Herbert Speer, Vertragshändler für Cagiva, Honda, MV Agusta,
Piaggio und Suzuki, zum Thema Inspektion und Kosten.

Warum ist es wichtig
die regelmäßigen Wartungsintervalle einzuhalten?
Zum einen, weil die
Hersteller Garantieansprüche in der Regel nur anerkennen, wenn alle vorgeschriebenen Durchsichten beim Vertragshändler erledigt wurden. Zum anderen wirkt sich ein lückenlos gestempeltes Wartungsheft stets vorteilhaft auf den Wiederverkaufswert aus. Die Lebensdauer der Motorräder, insbesondere bei heftig rangenommenen Supersportlern, profitiert davon ebenfalls. Außerdem stellen wir immer
häufiger fest, dass Kunden mit den vielfältigen Einstellmöglichkeiten des Fahrwerks moderner Motorräder überfordert sind. Einige sind sich dessen jedoch nicht bewusst, so dass eine falsche Abstimmung erst bei der obligatorischen Probefahrt erkannt und korrigiert wird.
Verursachen die leistungsstarken Motorräder von heute automatisch höhere Inspektionskosten?

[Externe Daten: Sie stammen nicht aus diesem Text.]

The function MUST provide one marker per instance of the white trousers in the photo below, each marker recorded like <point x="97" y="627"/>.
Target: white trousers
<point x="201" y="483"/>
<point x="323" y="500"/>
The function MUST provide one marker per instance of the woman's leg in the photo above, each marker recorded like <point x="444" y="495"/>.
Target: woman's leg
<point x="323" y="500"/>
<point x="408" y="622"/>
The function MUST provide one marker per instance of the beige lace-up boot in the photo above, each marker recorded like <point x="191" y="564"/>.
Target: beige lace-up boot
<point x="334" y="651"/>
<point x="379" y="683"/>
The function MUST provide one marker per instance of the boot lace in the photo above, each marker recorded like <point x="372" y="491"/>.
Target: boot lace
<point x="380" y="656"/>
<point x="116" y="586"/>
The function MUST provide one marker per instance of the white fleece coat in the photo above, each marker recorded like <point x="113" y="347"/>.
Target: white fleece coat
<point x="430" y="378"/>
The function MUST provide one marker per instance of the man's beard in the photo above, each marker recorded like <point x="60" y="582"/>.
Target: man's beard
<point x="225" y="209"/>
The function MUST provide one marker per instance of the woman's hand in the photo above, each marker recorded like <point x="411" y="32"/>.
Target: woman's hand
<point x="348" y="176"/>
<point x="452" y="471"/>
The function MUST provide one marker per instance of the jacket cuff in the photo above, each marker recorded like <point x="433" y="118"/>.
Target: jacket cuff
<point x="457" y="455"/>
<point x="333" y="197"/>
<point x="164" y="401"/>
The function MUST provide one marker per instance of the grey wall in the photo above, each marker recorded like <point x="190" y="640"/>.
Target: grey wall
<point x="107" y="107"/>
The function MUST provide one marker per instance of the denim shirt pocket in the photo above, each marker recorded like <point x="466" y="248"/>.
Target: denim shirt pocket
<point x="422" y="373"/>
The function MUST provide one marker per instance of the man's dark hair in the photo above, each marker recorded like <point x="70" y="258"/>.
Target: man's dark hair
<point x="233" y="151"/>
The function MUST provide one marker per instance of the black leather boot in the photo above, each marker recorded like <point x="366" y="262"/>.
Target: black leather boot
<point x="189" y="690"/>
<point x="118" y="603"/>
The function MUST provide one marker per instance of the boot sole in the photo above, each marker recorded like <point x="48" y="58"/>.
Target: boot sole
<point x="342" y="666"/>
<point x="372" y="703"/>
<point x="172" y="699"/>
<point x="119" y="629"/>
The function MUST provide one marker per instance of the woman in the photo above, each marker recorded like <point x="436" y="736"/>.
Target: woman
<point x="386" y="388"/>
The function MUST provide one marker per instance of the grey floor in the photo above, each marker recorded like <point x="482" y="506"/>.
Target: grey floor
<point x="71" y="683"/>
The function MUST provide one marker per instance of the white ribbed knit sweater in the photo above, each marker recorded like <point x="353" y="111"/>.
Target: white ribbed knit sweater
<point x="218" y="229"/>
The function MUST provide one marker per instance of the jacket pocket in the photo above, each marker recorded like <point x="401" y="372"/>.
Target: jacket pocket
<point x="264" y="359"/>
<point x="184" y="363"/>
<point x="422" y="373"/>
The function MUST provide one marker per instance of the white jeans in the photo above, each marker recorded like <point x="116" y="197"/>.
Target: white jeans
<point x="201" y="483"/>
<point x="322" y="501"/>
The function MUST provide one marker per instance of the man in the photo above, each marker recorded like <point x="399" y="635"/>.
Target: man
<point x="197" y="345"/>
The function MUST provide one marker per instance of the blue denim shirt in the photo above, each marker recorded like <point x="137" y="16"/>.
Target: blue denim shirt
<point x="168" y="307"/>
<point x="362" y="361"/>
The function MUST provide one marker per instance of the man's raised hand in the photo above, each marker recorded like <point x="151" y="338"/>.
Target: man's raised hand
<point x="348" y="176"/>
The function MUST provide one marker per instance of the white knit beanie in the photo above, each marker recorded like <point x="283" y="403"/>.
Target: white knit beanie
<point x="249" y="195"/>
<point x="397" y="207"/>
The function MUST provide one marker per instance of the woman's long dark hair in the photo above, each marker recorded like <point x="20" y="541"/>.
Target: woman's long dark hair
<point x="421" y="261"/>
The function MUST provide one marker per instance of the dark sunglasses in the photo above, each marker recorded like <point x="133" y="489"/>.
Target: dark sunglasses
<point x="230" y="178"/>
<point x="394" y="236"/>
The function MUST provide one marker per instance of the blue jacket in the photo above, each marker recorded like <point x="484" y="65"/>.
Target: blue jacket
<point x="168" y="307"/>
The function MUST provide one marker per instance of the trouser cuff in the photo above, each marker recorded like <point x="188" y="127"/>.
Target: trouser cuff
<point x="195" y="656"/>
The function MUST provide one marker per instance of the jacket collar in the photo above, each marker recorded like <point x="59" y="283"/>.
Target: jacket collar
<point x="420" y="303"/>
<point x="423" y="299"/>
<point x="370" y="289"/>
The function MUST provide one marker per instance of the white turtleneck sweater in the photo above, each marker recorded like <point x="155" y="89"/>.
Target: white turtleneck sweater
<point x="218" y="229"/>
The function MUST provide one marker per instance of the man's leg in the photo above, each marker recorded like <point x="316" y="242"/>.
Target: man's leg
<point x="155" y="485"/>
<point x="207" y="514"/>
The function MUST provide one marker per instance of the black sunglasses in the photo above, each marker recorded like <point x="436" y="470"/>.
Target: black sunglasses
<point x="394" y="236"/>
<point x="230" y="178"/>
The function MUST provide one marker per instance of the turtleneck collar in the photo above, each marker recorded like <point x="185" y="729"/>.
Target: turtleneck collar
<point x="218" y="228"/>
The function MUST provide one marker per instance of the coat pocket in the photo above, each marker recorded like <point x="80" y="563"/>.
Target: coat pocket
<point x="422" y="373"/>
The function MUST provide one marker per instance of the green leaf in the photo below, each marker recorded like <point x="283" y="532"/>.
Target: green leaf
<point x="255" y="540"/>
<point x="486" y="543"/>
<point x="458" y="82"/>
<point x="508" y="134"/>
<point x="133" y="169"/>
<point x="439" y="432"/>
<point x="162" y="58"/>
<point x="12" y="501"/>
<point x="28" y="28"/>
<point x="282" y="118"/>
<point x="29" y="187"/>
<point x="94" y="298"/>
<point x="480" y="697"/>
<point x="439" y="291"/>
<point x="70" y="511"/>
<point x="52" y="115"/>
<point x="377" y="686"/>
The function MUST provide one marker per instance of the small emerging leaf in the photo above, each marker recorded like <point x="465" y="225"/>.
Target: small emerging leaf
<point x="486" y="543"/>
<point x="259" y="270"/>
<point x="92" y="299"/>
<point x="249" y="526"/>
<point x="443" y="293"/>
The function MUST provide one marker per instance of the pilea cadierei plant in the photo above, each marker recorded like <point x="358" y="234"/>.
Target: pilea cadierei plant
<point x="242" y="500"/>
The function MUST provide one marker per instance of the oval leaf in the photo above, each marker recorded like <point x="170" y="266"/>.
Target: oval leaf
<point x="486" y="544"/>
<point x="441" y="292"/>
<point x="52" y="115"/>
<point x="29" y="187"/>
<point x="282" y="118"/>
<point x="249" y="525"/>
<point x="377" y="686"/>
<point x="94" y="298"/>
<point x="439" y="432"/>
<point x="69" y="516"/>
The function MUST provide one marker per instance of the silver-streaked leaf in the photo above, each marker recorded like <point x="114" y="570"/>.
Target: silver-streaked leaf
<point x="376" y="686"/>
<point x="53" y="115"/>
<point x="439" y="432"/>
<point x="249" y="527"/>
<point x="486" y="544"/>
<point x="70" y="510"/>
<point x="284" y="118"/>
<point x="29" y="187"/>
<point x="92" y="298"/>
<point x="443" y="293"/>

Nicht unbedingt, wenn man nur die reinen Inspektionskosten betrachtet und eventuell notwendige Verschleißteile wie Reifen, Bremsbeläge oder einen Kettensatz nicht dazurechnet. So sind beispielsweise Einspritzanlagen weniger wartungsintensiv als Vergaser. Zudem wird bei modernen
Motorrädern, allen voran die leichten und starken Sportler, schon bei der Konstruktion auf eine einfache Wartung geachtet. Bei diesen Modellen sind die meisten wartungsrelevanten Bauteile leicht zugänglich, während ältere Motorräder oftmals recht verbaut sind und deshalb einen wesentlich höheren
Zeitaufwand bei der Inspektion erfordern. Dies gilt auch für
die komplizierteren V2-Triebwerke, die im Vergleich zu Reihenmotoren beim Service immer etwas teurer sind.
Welche Möglichkeiten haben Kunden, die Inspektionskosten zu reduzieren?
Während der Garantiezeit keine. Ansonsten kann man mit dem Werkstattmeister absprechen, dass kleinere Arbeiten wie Züge abschmieren, Kette spannen oder die Kontrolle der Schraubverbindungen in Eigenregie erledigt werden. Dabei sollte man aber bedenken, dass die Werkstatt den Stempel für eine vorschriftsmäßige Inspektion nur vergeben kann, wenn sie alle Checkpunkte abgearbeitet hat. Wer sein Motorrad eher sachte fährt, kann die Intervalle auch mal um 3000 Kilometer strecken. Zudem sind die Werkstätten selbst bemüht, Kosten zu sparen. Wir ersetzen beispielsweise Ventildeckeldichtungen nicht nach Wartungsvorschrift, sondern nur nach tatsächlichem Bedarf.
Worauf sollte man bei der Auftragserteilung achten, um
Missverständnissen vorzubeugen?
Ein bekannter Mangel oder sonstige Auffälligkeiten sollten bereits bei der Abgabe der Maschine erwähnt werden, ebenso das gewünschte Öl. Um Missverständnisse auszuschließen, haben wir für jedes Motorrad Checklisten entworfen, in denen die Kunden gezielt nach Problemen befragt
werden, die nach unserer Erfahrung beim jeweiligen Modell auftreten können.